Un día, en un lejano territorio agrícola, un aldeano prendió fuego al sembrado del vecino. El fuego se extendió con el viento y ardió una extensión grande de bosques y cultivos. El señor de todas las tierras pagó a los campesinos por lo que habían perdido y éstos, aliviados, pasaron el invierno con la panza llena y sin haber tenido que recoger sus cosechas ni talar árboles para la leña, pues todo lo compraban.
Un año después, dos campesinos incendiaron algunos bosques y pastos y volvió el fuego a sembrar su ruina, que no lo fue tanto para los lugareños, pues de nuevo palió sus pérdidas el señor de todas las tierras.

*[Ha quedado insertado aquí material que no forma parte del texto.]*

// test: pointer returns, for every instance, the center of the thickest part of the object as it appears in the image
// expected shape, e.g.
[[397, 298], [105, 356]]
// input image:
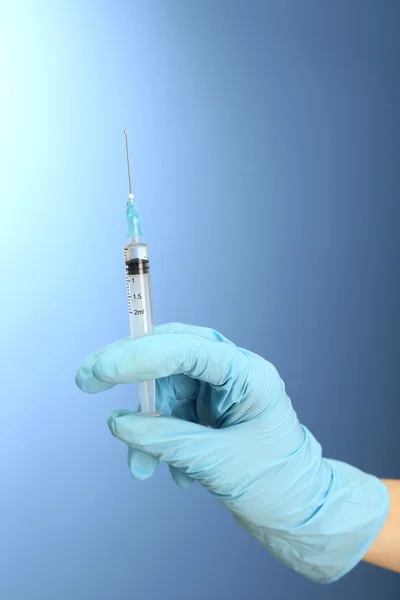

Al año siguiente fueron cuatro los labriegos incendiarios, y al siguiente ocho, y al otro dieciséis. No hubo de pasar mucho tiempo hasta que se contaban por cientos los enamorados del fuego. Hasta que al señor de la tierra no le quedó con qué pagar por tanta desgracia. Así que el señor de la tierra salió de su palacio, se dirigió a la plaza principal y se aupó al templete para dirigirse a sus súbditos. No volveré a resarciros por lo que se quema y cortaré las manos del que vuelva a dar fuego a los montes o las rastrojeras, dijo. Y al acabar se percató de que nadie lo escuchaba, de que sus tierras ya estaban desiertas, pues sus campos ya no daban de comer y sus habitantes habían invertido en otros lugares las ganancias de sus cosechas de fuego.